Directed by Thommy Hutson
Meridith (Wyss) is a 40-something faded flower who never really grew up after her high school prom. Her rundown, girlish bedroom is filled with threadbare teddy bears, assorted dolls, and mementos from her high school days. A sports banner is tacked to the wall, her yearbook is on the shelf, and her washed out red taffeta dance dress is close at hand.
Meridith has been forced to put her life aside to care for her ailing daddy dearest (Peduto). He’s a cantankerous old coot, beset by tremors and a cough that won’t quit, sometimes wheelchair-bound, but never weak. He’s tough, but not strong. In fact, he’s the quintessential bully. Ordering his daughter around, preying on her low self-esteem to get his way – and to keep her from getting hers.
All Meridith wants is one night out with her old flame, Ted (Matthews). After 28 years, terrific Ted has resurfaced. He’s in town and wants to see her. He calls her old number, and lo and behold, it still works. That’s because while he’s moved on from high school, Meridith has been trapped in a state of suspended animation with her foul-mouthed father. Stuck at home, practically a prisoner in those dreary digs since her mother ran away and never looked back, Meridith is the sole focus of all her father’s rage and bitterness.
As her desires are thwarted, Meridith begins to realize there’s only one obstacle in her way: Dad. As her mental state goes from frayed to fragmented, the horror and suspense turns on. And boy, does Wyss turn it on! The A Nightmare on Elm Street alum hasn’t lost that edge (nor should she; the actress has continued to work regularly ever since then – though diehard horror-hounds may not have seen her lately). She walks the razor’s edge between vulnerability and villainy with equal aplomb.
Kudos to director Thommy Hutson for bringing out the best in the two leads – Peduto goes head to head with Wyss most admirably, and one can see the actors were well directed. Not once does either of them seem unclear as to who they are playing or what kind of movie they are in (as is sometimes the case in these no frills indies).
However, The Id isn’t perfect. I’d be remiss if I didn’t mention Jamye Grant’s stilted performance as Tricia, the woman on the outside who sees what Meiedith is up to. Every time she’s onscreen, the tension comes to a grinding halt.

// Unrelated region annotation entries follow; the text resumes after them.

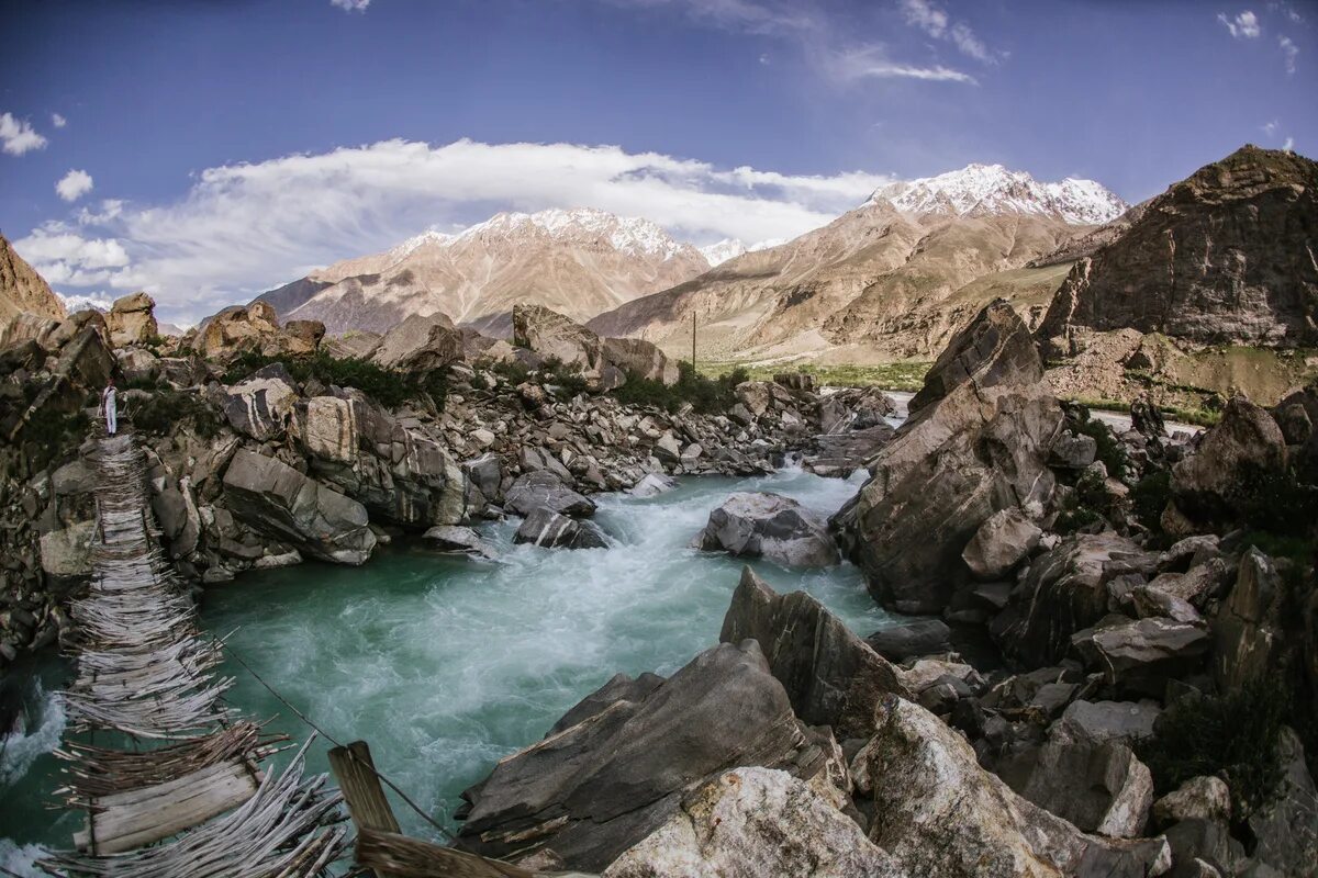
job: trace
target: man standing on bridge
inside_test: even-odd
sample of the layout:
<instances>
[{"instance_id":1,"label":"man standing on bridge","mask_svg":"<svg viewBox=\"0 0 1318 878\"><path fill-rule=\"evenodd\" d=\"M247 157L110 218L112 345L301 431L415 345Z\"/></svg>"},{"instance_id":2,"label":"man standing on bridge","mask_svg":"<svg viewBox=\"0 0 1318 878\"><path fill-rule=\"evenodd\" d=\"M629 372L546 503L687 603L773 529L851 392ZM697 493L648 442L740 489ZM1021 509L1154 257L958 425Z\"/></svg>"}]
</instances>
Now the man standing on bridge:
<instances>
[{"instance_id":1,"label":"man standing on bridge","mask_svg":"<svg viewBox=\"0 0 1318 878\"><path fill-rule=\"evenodd\" d=\"M119 432L119 407L115 403L115 379L111 378L105 390L100 392L100 413L105 417L105 434L113 436Z\"/></svg>"}]
</instances>

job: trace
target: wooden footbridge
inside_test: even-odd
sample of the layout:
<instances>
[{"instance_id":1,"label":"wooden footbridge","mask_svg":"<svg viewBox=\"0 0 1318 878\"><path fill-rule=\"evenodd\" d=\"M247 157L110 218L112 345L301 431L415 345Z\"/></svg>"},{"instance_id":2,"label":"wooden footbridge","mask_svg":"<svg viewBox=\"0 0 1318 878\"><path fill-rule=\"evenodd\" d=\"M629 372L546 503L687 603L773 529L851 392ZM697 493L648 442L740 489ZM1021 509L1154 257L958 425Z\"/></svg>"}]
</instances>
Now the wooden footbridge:
<instances>
[{"instance_id":1,"label":"wooden footbridge","mask_svg":"<svg viewBox=\"0 0 1318 878\"><path fill-rule=\"evenodd\" d=\"M315 735L273 770L270 757L293 745L225 704L233 679L216 674L224 648L198 627L159 548L142 450L130 433L101 437L94 462L94 573L88 595L71 606L78 674L63 695L69 731L86 740L57 750L67 763L59 795L86 813L86 828L74 850L40 867L65 877L330 875L349 845L347 800L365 869L352 874L535 874L399 835L364 742L330 752L343 792L327 775L306 774Z\"/></svg>"}]
</instances>

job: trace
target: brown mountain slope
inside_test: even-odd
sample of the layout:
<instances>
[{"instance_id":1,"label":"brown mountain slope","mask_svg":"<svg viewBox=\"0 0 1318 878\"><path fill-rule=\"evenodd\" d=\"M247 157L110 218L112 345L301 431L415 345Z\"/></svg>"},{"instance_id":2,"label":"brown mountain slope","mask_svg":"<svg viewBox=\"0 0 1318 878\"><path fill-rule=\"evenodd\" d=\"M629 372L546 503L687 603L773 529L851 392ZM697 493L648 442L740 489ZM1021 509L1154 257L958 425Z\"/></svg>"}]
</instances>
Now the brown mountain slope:
<instances>
[{"instance_id":1,"label":"brown mountain slope","mask_svg":"<svg viewBox=\"0 0 1318 878\"><path fill-rule=\"evenodd\" d=\"M0 236L0 324L24 312L53 320L69 316L50 284Z\"/></svg>"},{"instance_id":2,"label":"brown mountain slope","mask_svg":"<svg viewBox=\"0 0 1318 878\"><path fill-rule=\"evenodd\" d=\"M1040 334L1136 329L1318 344L1318 163L1244 146L1157 196L1072 270Z\"/></svg>"}]
</instances>

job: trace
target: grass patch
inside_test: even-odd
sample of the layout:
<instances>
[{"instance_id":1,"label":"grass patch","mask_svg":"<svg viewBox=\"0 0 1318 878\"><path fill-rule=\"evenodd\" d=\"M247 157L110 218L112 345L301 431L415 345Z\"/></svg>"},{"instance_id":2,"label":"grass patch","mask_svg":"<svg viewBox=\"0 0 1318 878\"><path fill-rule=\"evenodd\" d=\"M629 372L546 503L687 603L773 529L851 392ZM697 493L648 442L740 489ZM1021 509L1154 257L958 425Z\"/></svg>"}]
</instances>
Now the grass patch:
<instances>
[{"instance_id":1,"label":"grass patch","mask_svg":"<svg viewBox=\"0 0 1318 878\"><path fill-rule=\"evenodd\" d=\"M733 391L745 380L755 380L746 369L731 369L717 378L708 378L683 361L677 363L677 382L671 387L629 373L627 383L614 390L613 395L625 405L654 405L676 412L683 404L691 403L702 415L722 415L737 404Z\"/></svg>"},{"instance_id":2,"label":"grass patch","mask_svg":"<svg viewBox=\"0 0 1318 878\"><path fill-rule=\"evenodd\" d=\"M688 363L689 366L689 363ZM741 369L750 380L774 380L780 373L805 373L828 387L879 387L915 392L924 387L924 376L932 362L909 361L900 363L880 363L878 366L821 366L817 363L778 363L754 365L737 361L701 363L700 373L718 378Z\"/></svg>"},{"instance_id":3,"label":"grass patch","mask_svg":"<svg viewBox=\"0 0 1318 878\"><path fill-rule=\"evenodd\" d=\"M256 370L273 363L282 363L294 380L307 382L315 378L322 384L355 387L389 408L428 398L436 408L443 411L444 400L448 396L447 369L428 373L397 373L366 359L356 357L339 359L324 351L306 357L266 357L246 351L233 361L220 380L225 384L236 384Z\"/></svg>"},{"instance_id":4,"label":"grass patch","mask_svg":"<svg viewBox=\"0 0 1318 878\"><path fill-rule=\"evenodd\" d=\"M1244 820L1281 781L1277 744L1288 708L1285 690L1259 681L1222 696L1182 699L1159 717L1153 736L1136 746L1159 795L1199 775L1231 787L1231 811Z\"/></svg>"}]
</instances>

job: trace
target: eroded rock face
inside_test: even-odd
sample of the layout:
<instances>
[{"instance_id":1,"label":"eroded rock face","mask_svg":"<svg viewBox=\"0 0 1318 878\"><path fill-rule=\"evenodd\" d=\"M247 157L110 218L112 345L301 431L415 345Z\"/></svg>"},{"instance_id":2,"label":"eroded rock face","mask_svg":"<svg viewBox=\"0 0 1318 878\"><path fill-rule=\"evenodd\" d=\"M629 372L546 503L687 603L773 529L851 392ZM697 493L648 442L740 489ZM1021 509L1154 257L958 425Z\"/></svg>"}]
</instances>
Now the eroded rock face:
<instances>
[{"instance_id":1,"label":"eroded rock face","mask_svg":"<svg viewBox=\"0 0 1318 878\"><path fill-rule=\"evenodd\" d=\"M709 513L696 538L705 550L768 558L791 567L826 567L838 562L837 545L824 519L800 503L766 491L733 494Z\"/></svg>"},{"instance_id":2,"label":"eroded rock face","mask_svg":"<svg viewBox=\"0 0 1318 878\"><path fill-rule=\"evenodd\" d=\"M870 840L912 875L1144 878L1170 866L1165 841L1089 836L1021 799L917 704L886 696L876 720L851 773L879 815Z\"/></svg>"},{"instance_id":3,"label":"eroded rock face","mask_svg":"<svg viewBox=\"0 0 1318 878\"><path fill-rule=\"evenodd\" d=\"M742 570L718 638L758 641L796 715L811 725L832 725L841 738L871 733L882 695L911 696L902 670L820 602L804 591L779 595L750 567Z\"/></svg>"},{"instance_id":4,"label":"eroded rock face","mask_svg":"<svg viewBox=\"0 0 1318 878\"><path fill-rule=\"evenodd\" d=\"M1050 498L1045 459L1064 419L1043 374L1029 330L1002 300L934 363L912 417L871 461L873 478L833 517L882 604L941 612L979 527Z\"/></svg>"},{"instance_id":5,"label":"eroded rock face","mask_svg":"<svg viewBox=\"0 0 1318 878\"><path fill-rule=\"evenodd\" d=\"M145 292L115 299L105 315L109 340L116 348L141 345L159 334L156 324L156 300Z\"/></svg>"},{"instance_id":6,"label":"eroded rock face","mask_svg":"<svg viewBox=\"0 0 1318 878\"><path fill-rule=\"evenodd\" d=\"M413 315L385 333L370 358L385 369L428 373L463 358L463 334L442 313Z\"/></svg>"},{"instance_id":7,"label":"eroded rock face","mask_svg":"<svg viewBox=\"0 0 1318 878\"><path fill-rule=\"evenodd\" d=\"M224 473L229 509L252 528L335 563L364 563L376 548L366 509L287 463L248 449Z\"/></svg>"},{"instance_id":8,"label":"eroded rock face","mask_svg":"<svg viewBox=\"0 0 1318 878\"><path fill-rule=\"evenodd\" d=\"M464 794L472 810L459 836L486 856L547 846L569 867L598 871L667 823L684 795L746 766L809 779L825 756L759 646L721 644L639 700L501 761Z\"/></svg>"},{"instance_id":9,"label":"eroded rock face","mask_svg":"<svg viewBox=\"0 0 1318 878\"><path fill-rule=\"evenodd\" d=\"M828 799L786 771L728 771L604 878L913 878Z\"/></svg>"},{"instance_id":10,"label":"eroded rock face","mask_svg":"<svg viewBox=\"0 0 1318 878\"><path fill-rule=\"evenodd\" d=\"M990 631L1004 654L1032 667L1054 663L1075 632L1107 615L1107 583L1156 566L1156 554L1115 533L1068 537L1035 558Z\"/></svg>"},{"instance_id":11,"label":"eroded rock face","mask_svg":"<svg viewBox=\"0 0 1318 878\"><path fill-rule=\"evenodd\" d=\"M1246 146L1143 205L1081 259L1040 334L1133 328L1207 344L1318 338L1318 163Z\"/></svg>"}]
</instances>

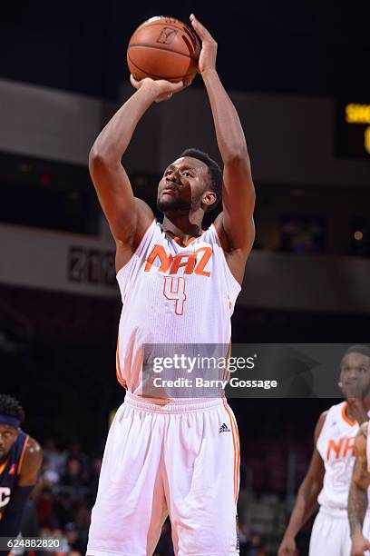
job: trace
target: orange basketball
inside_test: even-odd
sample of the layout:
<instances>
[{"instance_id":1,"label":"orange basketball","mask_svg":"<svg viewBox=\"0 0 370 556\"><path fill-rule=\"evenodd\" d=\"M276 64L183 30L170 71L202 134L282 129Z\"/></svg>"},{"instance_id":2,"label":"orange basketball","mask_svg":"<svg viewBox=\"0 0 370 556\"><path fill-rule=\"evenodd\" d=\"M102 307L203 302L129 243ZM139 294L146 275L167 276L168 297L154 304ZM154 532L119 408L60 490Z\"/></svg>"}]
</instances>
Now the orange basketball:
<instances>
[{"instance_id":1,"label":"orange basketball","mask_svg":"<svg viewBox=\"0 0 370 556\"><path fill-rule=\"evenodd\" d=\"M127 64L137 80L192 81L200 54L200 42L190 26L174 17L151 17L131 37Z\"/></svg>"}]
</instances>

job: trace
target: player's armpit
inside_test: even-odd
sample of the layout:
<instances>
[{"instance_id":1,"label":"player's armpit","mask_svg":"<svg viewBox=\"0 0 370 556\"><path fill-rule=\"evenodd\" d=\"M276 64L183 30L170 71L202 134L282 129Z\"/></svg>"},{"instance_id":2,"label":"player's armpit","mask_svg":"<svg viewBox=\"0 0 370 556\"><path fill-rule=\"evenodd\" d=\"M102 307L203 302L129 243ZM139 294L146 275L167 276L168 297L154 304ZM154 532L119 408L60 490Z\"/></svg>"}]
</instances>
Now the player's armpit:
<instances>
[{"instance_id":1,"label":"player's armpit","mask_svg":"<svg viewBox=\"0 0 370 556\"><path fill-rule=\"evenodd\" d=\"M30 438L25 448L18 485L34 486L37 482L42 463L43 451L41 446L34 439Z\"/></svg>"},{"instance_id":2,"label":"player's armpit","mask_svg":"<svg viewBox=\"0 0 370 556\"><path fill-rule=\"evenodd\" d=\"M361 429L355 441L355 460L348 493L348 520L351 536L362 532L367 509L367 487L370 474L367 471L366 440Z\"/></svg>"}]
</instances>

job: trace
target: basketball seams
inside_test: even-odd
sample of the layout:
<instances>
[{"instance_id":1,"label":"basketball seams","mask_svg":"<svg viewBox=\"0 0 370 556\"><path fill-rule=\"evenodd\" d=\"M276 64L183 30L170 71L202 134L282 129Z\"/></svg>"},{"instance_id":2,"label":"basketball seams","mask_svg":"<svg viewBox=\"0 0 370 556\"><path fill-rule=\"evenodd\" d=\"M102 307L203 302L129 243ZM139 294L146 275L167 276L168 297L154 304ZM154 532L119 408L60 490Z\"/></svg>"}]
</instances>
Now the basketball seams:
<instances>
[{"instance_id":1,"label":"basketball seams","mask_svg":"<svg viewBox=\"0 0 370 556\"><path fill-rule=\"evenodd\" d=\"M172 52L173 54L177 54L180 56L185 56L186 58L190 58L190 60L194 60L194 62L198 62L197 58L194 56L190 56L190 55L186 55L183 52L179 52L178 50L171 50L170 48L163 48L163 46L153 46L152 45L142 45L141 43L134 43L133 45L130 45L128 50L133 46L141 46L142 48L152 48L153 50L163 50L164 52Z\"/></svg>"},{"instance_id":2,"label":"basketball seams","mask_svg":"<svg viewBox=\"0 0 370 556\"><path fill-rule=\"evenodd\" d=\"M197 35L180 20L164 16L156 21L151 18L131 37L127 62L137 79L148 76L177 82L195 77L199 50Z\"/></svg>"},{"instance_id":3,"label":"basketball seams","mask_svg":"<svg viewBox=\"0 0 370 556\"><path fill-rule=\"evenodd\" d=\"M189 77L190 75L192 75L192 73L189 73L186 74L185 75L175 75L174 77L166 77L164 75L157 75L156 74L149 74L148 72L146 72L145 70L141 69L140 67L140 65L138 65L137 64L135 64L133 62L133 60L131 58L131 56L129 55L129 54L127 54L127 57L129 58L131 64L132 64L132 65L134 65L140 72L142 72L143 74L145 74L145 75L147 75L148 77L156 77L157 79L165 79L167 81L175 79L178 81L181 81L182 79L184 79L184 77ZM194 68L194 74L196 73L196 68Z\"/></svg>"}]
</instances>

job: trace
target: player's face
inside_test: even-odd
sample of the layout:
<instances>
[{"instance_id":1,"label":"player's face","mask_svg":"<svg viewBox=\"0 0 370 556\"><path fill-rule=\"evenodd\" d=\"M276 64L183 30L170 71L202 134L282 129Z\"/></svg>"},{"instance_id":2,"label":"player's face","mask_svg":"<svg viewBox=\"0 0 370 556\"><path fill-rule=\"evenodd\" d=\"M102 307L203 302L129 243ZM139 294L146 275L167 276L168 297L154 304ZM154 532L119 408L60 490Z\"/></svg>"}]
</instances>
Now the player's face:
<instances>
[{"instance_id":1,"label":"player's face","mask_svg":"<svg viewBox=\"0 0 370 556\"><path fill-rule=\"evenodd\" d=\"M363 398L370 386L370 358L362 353L348 353L342 361L340 381L346 398Z\"/></svg>"},{"instance_id":2,"label":"player's face","mask_svg":"<svg viewBox=\"0 0 370 556\"><path fill-rule=\"evenodd\" d=\"M9 453L18 436L18 430L10 425L0 424L0 461Z\"/></svg>"},{"instance_id":3,"label":"player's face","mask_svg":"<svg viewBox=\"0 0 370 556\"><path fill-rule=\"evenodd\" d=\"M166 168L158 187L157 206L161 213L189 212L200 205L204 196L213 194L207 164L182 156Z\"/></svg>"}]
</instances>

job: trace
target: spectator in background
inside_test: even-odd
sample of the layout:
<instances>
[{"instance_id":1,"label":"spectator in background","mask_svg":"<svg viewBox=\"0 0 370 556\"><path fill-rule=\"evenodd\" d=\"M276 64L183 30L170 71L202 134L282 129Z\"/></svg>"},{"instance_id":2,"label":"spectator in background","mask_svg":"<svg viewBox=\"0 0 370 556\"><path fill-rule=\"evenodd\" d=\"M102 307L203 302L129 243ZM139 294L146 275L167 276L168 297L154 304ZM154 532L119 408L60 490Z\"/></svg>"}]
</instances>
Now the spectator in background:
<instances>
[{"instance_id":1,"label":"spectator in background","mask_svg":"<svg viewBox=\"0 0 370 556\"><path fill-rule=\"evenodd\" d=\"M44 471L50 473L50 480L56 482L63 473L67 454L60 452L54 438L48 438L44 445ZM53 479L54 478L54 480Z\"/></svg>"}]
</instances>

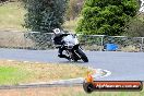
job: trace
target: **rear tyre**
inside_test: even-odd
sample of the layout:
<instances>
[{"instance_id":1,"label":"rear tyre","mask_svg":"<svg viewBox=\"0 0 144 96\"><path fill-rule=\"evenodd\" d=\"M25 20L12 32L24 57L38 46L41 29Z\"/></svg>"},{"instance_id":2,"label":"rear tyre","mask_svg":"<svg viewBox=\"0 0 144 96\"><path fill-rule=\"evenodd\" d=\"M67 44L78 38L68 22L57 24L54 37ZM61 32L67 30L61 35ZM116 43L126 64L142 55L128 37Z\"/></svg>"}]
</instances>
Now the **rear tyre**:
<instances>
[{"instance_id":1,"label":"rear tyre","mask_svg":"<svg viewBox=\"0 0 144 96\"><path fill-rule=\"evenodd\" d=\"M86 55L85 55L81 49L77 49L77 50L76 50L76 53L79 53L79 56L81 57L81 59L82 59L84 62L88 62L88 58L86 57Z\"/></svg>"}]
</instances>

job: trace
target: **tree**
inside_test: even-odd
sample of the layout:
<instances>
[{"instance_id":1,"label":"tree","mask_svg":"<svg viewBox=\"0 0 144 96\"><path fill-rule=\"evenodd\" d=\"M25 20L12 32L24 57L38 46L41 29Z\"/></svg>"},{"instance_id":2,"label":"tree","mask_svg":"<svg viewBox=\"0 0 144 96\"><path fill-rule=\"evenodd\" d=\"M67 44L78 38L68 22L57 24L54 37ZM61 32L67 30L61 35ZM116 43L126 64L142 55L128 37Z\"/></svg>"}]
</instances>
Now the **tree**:
<instances>
[{"instance_id":1,"label":"tree","mask_svg":"<svg viewBox=\"0 0 144 96\"><path fill-rule=\"evenodd\" d=\"M76 32L120 35L136 11L136 0L85 0Z\"/></svg>"},{"instance_id":2,"label":"tree","mask_svg":"<svg viewBox=\"0 0 144 96\"><path fill-rule=\"evenodd\" d=\"M23 0L26 4L25 27L50 33L63 24L67 0Z\"/></svg>"},{"instance_id":3,"label":"tree","mask_svg":"<svg viewBox=\"0 0 144 96\"><path fill-rule=\"evenodd\" d=\"M67 20L74 20L80 14L84 0L69 0Z\"/></svg>"}]
</instances>

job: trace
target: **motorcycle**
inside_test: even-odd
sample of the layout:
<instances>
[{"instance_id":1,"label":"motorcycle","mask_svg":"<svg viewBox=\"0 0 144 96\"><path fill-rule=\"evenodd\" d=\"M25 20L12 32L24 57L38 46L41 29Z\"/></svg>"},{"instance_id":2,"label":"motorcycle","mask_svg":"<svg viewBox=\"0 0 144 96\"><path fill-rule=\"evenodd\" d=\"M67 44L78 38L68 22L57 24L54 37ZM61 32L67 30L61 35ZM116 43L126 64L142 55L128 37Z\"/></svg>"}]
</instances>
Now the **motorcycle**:
<instances>
[{"instance_id":1,"label":"motorcycle","mask_svg":"<svg viewBox=\"0 0 144 96\"><path fill-rule=\"evenodd\" d=\"M76 35L70 34L63 37L62 41L64 43L62 45L64 47L63 52L67 57L70 58L70 60L83 60L84 62L88 62L88 58L81 48Z\"/></svg>"}]
</instances>

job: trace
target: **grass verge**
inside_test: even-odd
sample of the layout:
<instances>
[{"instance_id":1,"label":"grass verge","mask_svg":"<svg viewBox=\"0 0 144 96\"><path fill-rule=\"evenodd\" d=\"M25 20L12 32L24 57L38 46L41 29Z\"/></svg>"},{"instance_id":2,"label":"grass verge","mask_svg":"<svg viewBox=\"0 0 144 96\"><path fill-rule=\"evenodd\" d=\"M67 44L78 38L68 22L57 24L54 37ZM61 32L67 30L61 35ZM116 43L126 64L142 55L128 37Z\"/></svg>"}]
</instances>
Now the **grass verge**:
<instances>
[{"instance_id":1,"label":"grass verge","mask_svg":"<svg viewBox=\"0 0 144 96\"><path fill-rule=\"evenodd\" d=\"M87 68L75 64L0 61L0 85L83 77Z\"/></svg>"},{"instance_id":2,"label":"grass verge","mask_svg":"<svg viewBox=\"0 0 144 96\"><path fill-rule=\"evenodd\" d=\"M83 87L40 87L27 89L0 91L0 96L144 96L142 92L93 92L87 94Z\"/></svg>"},{"instance_id":3,"label":"grass verge","mask_svg":"<svg viewBox=\"0 0 144 96\"><path fill-rule=\"evenodd\" d=\"M24 14L26 11L20 2L8 2L0 5L0 29L26 31Z\"/></svg>"}]
</instances>

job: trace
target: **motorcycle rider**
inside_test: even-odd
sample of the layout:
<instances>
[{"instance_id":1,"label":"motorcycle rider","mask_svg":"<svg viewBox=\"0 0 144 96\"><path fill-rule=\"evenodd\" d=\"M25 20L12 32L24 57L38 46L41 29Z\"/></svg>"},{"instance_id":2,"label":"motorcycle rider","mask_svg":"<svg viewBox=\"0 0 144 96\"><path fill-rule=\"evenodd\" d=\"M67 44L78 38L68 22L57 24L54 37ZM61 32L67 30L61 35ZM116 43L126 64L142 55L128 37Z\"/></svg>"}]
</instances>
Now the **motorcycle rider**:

Also, there is an over-reliance on flashbacks and fugue-state fantasy sequences that are fine to begin with but become repetitive over time.
Luckily, the movie is not overly long, and its lively editing style quickens the pace to the point of a gallop as the bloody climax comes to a close.
The Id is a thought-provoking psychological chiller that’s well worth a look… into the abyss!